I left the clinic feeling like it was happening to someone else. They offered to let me go out the back entrance (they do that when it's bad news, apparently) but I went out the front because I felt fine... but when I got out I felt sick and my legs were shaking.
It only really hit me the day after, and I spent a lot of time sobbing hysterically. I don't know if I can go through what my mum went through. I'm a Maths Teacher and I've literally just started a new job, so I'm now financially screwed on top of everything else, and I'm letting the school down too.
I actually still cannot believe this. I've had more to deal with in my lifetime already than most people can even comprehend, and now this too? ABSOLUTE JOKE.

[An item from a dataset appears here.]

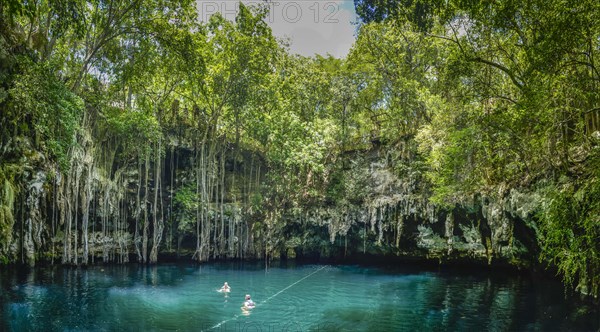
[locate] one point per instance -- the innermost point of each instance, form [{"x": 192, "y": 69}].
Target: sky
[{"x": 310, "y": 26}]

I'm hoping to meet other women on here who understand how I feel and where I'm at, and who want to talk. I'm on a pregnancy forum too (from when I had the kids) and it's been invaluable, but of course there are only two of us on there who've had cancer, and so it's not quite the same level of experience.
Oh, and I'm electing to have a double mastectomy. Get the remaining risk OUT OF ME thanks.
Also, did anyone else have symptoms prior to being diagnosed? I've had chest pain (on that side) for a few months and even went to the doctor with it, but the ECG was normal (of course). I've had breathing problems, but I just assumed my asthma was getting worse. Also, my hair has been falling out and has gone very dry and sparse, to the point where my friends have started to notice. Oh yes, and weird immune reactions (anaphylaxis after drinking Diet Coke, a sudden allergic reaction to penicillin where none previously existed, random flare-ups of hives and breathing difficulties, etc)... it all makes more sense now.
Oh yes, and they're going to give me genetic testing, which is good because there is no way my daughter is going to be the next in a long line of cancer deaths.